Um exemplo disso é o pedido de cassação do diploma do deputado Ricardo Murad, eleito pelo PMDB e um dos parlamentares mais votados em todo o estado. Murad fez uma campanha à altura dos custos reais de uma eleição desse porte. Sua prestação de contas é a mais transparente e ele relatou ao TSE de maneira clara e cristalina que gastou pouco mais de R$ 649 mil. E os fez com riqueza de detalhes. Até mesmo os gastos feitos em publicidade e fabricação de material de propaganda na sua empresa foram regiamente pagos mediante à apresentação detalhada de notas fiscais. Numa delas, a de nº 158, datada de 28 de setembro, o deputado contratou e pagou a fabricação de "santinhos" e a divulgação de sua propaganda no Jornal do Povo do Maranhão, pessoa jurídica que edita Veja Agora, de propriedade do próprio parlamentar oposicionista.
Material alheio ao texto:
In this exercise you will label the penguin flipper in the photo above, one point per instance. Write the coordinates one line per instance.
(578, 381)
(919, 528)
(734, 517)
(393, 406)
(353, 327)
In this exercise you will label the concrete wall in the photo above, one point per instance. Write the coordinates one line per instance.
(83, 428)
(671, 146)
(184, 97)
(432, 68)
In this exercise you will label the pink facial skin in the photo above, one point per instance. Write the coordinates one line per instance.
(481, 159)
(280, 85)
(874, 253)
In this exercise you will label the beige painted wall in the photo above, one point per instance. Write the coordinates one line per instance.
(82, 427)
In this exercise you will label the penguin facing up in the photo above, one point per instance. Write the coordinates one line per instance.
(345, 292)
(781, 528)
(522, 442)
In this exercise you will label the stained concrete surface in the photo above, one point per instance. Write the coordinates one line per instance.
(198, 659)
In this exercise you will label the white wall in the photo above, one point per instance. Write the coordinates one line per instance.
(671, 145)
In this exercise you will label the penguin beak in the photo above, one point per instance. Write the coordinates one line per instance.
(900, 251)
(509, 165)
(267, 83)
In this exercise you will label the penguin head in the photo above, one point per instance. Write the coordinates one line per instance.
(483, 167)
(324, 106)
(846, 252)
O representante do Ministério Público, entretanto, se ateve à letra fria da lei e pede a cassação do diploma baseado apenas no fato de que, supostamente, no Demonstrativo de Receita e Despesa se deixou de mencionar os gastos de publicidade, embora isso tenha sido feito em outro momento da prestação de contas. A própria Comissão de Controle Interno do Tribunal Regional Eleitoral - TRE relatou pela aprovação das contas de Ricardo Murad.
Em documento enviado ao juiz Megbel Abdala, Ricardo Murad informou ao TRE que as despesas de publicidade no jornal Veja Agora estavam declaradas no item 2.11 de sua declaração, sob a rubrica "Publicidade por Matérias Impressos". Como se vê, o pedido de cassação do diploma não tem sustentação legal e demonstra apenas o apego do procurador aos penduricalhos legais.
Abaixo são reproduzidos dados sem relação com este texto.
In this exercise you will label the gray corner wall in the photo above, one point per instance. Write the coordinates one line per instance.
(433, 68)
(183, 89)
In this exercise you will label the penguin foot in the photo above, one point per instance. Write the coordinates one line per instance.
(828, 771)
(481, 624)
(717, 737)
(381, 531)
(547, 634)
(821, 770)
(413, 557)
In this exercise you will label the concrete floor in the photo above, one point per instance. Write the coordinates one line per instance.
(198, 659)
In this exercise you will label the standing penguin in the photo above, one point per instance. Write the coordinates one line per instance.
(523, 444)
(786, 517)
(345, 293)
A outra face da moeda, entretanto, não conseguiu chamar a atenção da Procuradoria Regional Eleitoral. Foi a derrama de recursos públicos, injetados a olhos vistos nas campanhas dos candidatos majoritárias e proporcionais aliados do governador José Reinaldo Tavares. Como havia anunciado - e sobre isso há um processo aberto que repousa em alguma gaveta - José Reinaldo estuprou as eleições para, de todo modo, eleger seu sucessor. A ameaça de eleger alguém alinhado com o governo corrupto e mercenário que implantou no Maranhão foi anunciada pelo próprio governador em discurso realizado na convenção do PSDB, no começo deste ano.
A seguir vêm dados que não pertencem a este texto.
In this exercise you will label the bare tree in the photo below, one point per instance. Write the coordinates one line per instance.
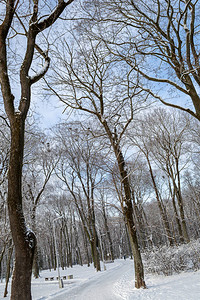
(29, 17)
(89, 82)
(160, 41)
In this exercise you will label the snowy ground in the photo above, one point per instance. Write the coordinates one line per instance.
(116, 283)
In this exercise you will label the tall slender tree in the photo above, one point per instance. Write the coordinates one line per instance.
(35, 22)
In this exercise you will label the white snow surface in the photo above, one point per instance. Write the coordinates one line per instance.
(116, 283)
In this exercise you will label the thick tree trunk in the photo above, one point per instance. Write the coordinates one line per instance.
(128, 213)
(95, 254)
(24, 239)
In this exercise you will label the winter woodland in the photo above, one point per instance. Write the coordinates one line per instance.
(117, 175)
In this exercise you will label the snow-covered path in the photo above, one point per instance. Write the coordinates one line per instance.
(99, 287)
(116, 283)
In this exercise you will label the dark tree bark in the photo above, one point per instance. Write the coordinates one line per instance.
(23, 238)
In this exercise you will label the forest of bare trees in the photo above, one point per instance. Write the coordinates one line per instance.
(120, 171)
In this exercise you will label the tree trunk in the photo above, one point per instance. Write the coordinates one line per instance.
(24, 239)
(161, 208)
(8, 269)
(127, 208)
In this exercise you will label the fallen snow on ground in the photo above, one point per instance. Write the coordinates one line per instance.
(116, 283)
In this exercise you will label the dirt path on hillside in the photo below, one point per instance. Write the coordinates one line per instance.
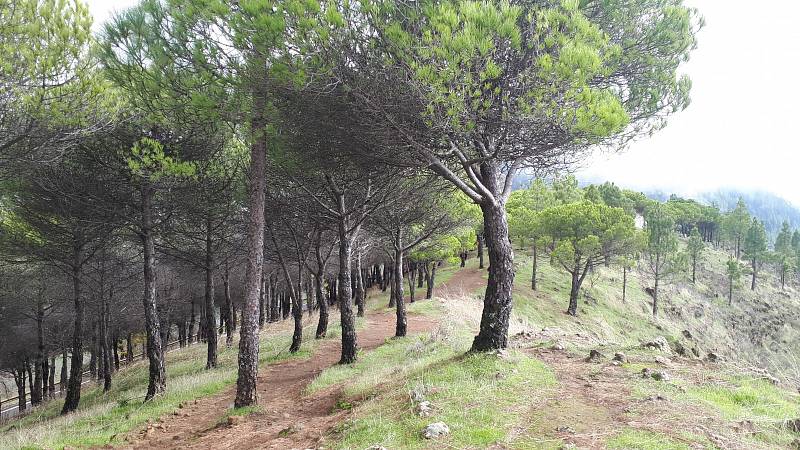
(289, 419)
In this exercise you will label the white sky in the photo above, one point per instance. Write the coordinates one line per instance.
(739, 130)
Apesar da denúncia ter sido feita logo imediatamente após o discurso ameaçador do governador, nenhuma providência foi adotada para impedir a sangria dos cofres públicos. Ainda assim, Veja Agora publicou uma série de reportagens com flagrantes de abuso de poder econômico e captação fraudulenta de recursos dos candidatos da chamada Frente da Traição. Nada foi feito para impedir o crime.
Um simples exame superficial dos gastos de campanha de Jackson Lago mostra que o que ele diz que aplicou na compra de seu mandato é simplesmente irrisório. O aluguel de duas aeronaves e a contratação de profissionais de marketing a peso de ouro no mercado nacional demonstra que a Justiça Eleitoral não deu o devido crédito à decisão de José Reinaldo de comprar a eleição. Fosse qual fosse o seu preço.